In other words, the city will comply with the federal request only if it is accompanied by a judicial warrant or a judicial determination of probable cause. He argued that the requirement was necessary to ensure good relations with the immigrant community.

"It is about establishing trust," Garcetti said. He instituted the policy in July 2014, following the enactment of California's Trust Act, which narrowed the list of crimes under which local law enforcement authorities could detain immigrants for federal authorities.

The Associated Press reported last year that the state law resulted in a 44 percent drop in turnovers in the counties for which data was available. Exact numbers for Los Angeles do not appear to be available.

Steinle was killed July 1, shot in an act apparent random violence. The suspect in the case is an illegal immigrant with seven felony convictions. The case has drawn national attention and become a cause celebre among critics of open-door immigration policies.

Los Angeles is one of 276 state and local jurisdictions nationally that have policies of non-compliance regarding ICE detainers. The jurisdictions are known as "sanctuary cities."

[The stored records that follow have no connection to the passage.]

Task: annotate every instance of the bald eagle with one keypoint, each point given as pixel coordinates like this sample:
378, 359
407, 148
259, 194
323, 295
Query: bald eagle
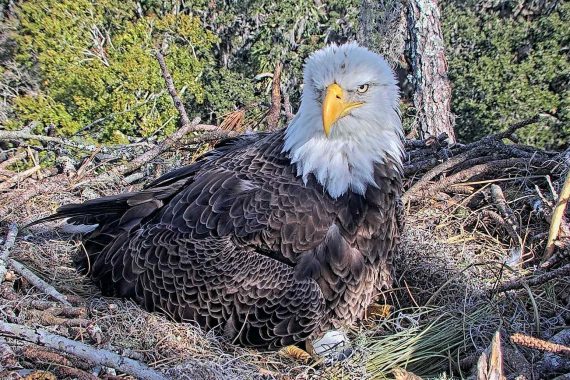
270, 238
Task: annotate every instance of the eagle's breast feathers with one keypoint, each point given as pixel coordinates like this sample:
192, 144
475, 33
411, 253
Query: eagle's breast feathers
271, 238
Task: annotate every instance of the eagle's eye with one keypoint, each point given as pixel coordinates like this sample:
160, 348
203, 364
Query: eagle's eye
362, 88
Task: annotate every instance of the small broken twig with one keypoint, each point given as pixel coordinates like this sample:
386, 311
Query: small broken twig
275, 110
19, 177
490, 365
541, 345
38, 282
520, 283
511, 224
557, 216
7, 355
171, 89
8, 245
95, 355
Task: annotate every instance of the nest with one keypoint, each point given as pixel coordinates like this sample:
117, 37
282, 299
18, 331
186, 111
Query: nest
471, 264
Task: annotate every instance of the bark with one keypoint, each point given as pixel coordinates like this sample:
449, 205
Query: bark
432, 89
81, 350
408, 33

Cities and counties that have "sanctuary" policies against turning over illegal immigrants to federal authorities released more than 8,145 aliens sought by Immigration and Customs Enforcement during the first eight months of 2014, according to Department of Homeland Security data. A little more than a third — 2,984 — had previously been charged or convicted of a felony.

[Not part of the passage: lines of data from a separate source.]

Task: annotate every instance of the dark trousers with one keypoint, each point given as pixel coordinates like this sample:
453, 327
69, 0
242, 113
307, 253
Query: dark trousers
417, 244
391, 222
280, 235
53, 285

Almost one-quarter of those released — 1,867 illegal immigrants — were subsequently arrested on other criminal charges during the same eight-month period. Just 40 percent of those re-arrested were arrested or deported by federal authorities. The remaining 60 percent remain at large.

The Center for Immigration Studies, a think tank that favors immigration restriction, obtained the data through a Freedom of Information Act request. Between the beginning of last year and the end of August, ICE had a total of 8,811 refusals, the data shows. In some cases, the same immigrant was the beneficiary of multiple rejections. The five jurisdictions that had the most refusals included Florida's Miami-Dade County and four counties in California: Los Angeles, Alameda, Santa Clara and San Diego.

Garcetti also criticized the use of the term "sanctuary city," arguing it was originally used to refer to places that refused to allow the deportation of political refugees, not ordinary foreign citizens. "The term has really morphed," he said.